TOUGH LOVE INSPIRED SHERWOOD VETERAN
For Darrell Crawford, it took a little tough love from a judge to prompt him to join the Army.
Crawford’s father and uncles served in World War II. His father served in North Africa, while his uncles served in the Pacific theater.
Born in 1949, Crawford candidly admits there was a time in his youth when he would, on occasion — perhaps more than just on occasion — get ticketed for speeding. This resulted in several visits with a judge.
“Between 16 and 17 years old, I got 19 speeding tickets,” Crawford said, adding sarcastically, “At 17, you’re really smart. … I had gone there (to a judge) once every couple of weeks.”
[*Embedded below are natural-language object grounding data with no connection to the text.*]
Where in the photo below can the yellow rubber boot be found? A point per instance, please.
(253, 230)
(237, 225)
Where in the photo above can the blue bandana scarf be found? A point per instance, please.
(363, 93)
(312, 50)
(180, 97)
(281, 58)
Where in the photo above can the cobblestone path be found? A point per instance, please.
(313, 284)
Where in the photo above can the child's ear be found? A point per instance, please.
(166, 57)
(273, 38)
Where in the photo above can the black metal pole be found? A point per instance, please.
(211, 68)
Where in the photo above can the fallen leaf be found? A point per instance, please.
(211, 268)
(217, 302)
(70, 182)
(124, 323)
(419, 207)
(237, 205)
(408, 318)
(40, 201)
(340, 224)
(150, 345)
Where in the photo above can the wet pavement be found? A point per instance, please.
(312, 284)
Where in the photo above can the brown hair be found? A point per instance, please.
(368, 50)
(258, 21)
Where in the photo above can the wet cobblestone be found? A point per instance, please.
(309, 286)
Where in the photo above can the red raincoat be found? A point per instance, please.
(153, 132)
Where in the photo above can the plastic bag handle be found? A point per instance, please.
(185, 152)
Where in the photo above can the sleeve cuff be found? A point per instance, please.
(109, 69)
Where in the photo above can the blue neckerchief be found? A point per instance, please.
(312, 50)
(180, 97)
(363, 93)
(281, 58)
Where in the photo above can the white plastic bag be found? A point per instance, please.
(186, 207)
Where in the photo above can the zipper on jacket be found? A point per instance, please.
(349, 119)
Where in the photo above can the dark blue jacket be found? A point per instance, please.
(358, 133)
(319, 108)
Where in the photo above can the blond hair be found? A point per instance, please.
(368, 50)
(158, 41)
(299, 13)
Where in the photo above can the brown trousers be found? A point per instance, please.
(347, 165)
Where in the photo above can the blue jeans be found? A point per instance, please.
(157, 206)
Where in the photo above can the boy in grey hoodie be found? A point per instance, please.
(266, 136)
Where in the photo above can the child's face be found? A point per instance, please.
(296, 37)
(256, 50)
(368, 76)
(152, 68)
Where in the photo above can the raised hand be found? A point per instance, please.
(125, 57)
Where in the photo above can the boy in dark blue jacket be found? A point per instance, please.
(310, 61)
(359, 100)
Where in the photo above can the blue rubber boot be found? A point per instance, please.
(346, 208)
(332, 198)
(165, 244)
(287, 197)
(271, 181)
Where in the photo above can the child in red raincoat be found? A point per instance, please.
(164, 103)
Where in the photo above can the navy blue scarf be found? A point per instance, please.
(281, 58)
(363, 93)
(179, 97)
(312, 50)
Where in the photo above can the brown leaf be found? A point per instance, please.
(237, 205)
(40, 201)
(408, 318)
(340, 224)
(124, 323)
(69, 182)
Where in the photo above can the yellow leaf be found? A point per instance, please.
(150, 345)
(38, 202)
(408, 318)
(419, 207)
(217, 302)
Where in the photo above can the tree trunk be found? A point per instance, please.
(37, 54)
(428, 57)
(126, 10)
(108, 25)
One particular meeting with a judge was decisive in Crawford’s decision to join the U.S. Army.
The judge, deciding he didn’t want to see Crawford anymore, offered him a stark choice: either MacLaren, a youth correctional facility in Woodburn, or the military.
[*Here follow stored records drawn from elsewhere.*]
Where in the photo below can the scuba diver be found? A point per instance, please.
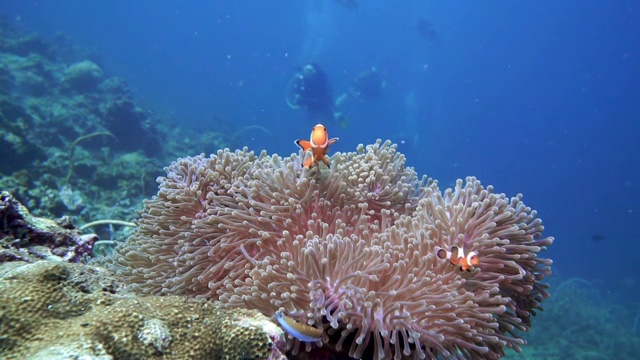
(365, 86)
(309, 88)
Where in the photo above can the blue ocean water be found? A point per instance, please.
(540, 98)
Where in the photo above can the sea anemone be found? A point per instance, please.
(349, 250)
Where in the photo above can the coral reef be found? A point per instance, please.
(55, 99)
(55, 310)
(28, 238)
(350, 251)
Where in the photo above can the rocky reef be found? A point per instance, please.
(73, 140)
(28, 238)
(57, 310)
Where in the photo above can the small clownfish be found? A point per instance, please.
(457, 257)
(317, 147)
(300, 331)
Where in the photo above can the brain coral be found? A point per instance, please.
(351, 250)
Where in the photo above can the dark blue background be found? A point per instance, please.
(537, 97)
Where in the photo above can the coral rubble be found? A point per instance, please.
(28, 238)
(56, 310)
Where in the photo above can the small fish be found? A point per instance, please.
(317, 147)
(456, 257)
(300, 331)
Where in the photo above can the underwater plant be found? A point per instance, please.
(379, 262)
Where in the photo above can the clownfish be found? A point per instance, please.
(300, 331)
(317, 147)
(457, 257)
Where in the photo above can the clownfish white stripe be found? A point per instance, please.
(302, 332)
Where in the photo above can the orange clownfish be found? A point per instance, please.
(457, 257)
(317, 147)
“I said, ‘Hell, I’ll take the military,’ figuring he would let me go and I could go hide out,” Crawford recalled.
But there was no getting out of it. Crawford was 17 when he joined the service.
“I was 17, so I had to call Mom,” he said. “She had to come down and sign the papers. She didn’t want to do it.”
Crawford’s first stop was at Fort Lewis in Washington, and he was later stationed in Hawaii.
“From Hawaii, I went to Vietnam,” he said. “I made it to ‘Nam in 1967, but I went over with an advanced party because I didn’t want to take a boat over there. … I got there the last half of 1967, and the rest of the guys didn’t show up until January of 1968.”
Crawford was stationed in the little town of Doc Pho in South Vietnam.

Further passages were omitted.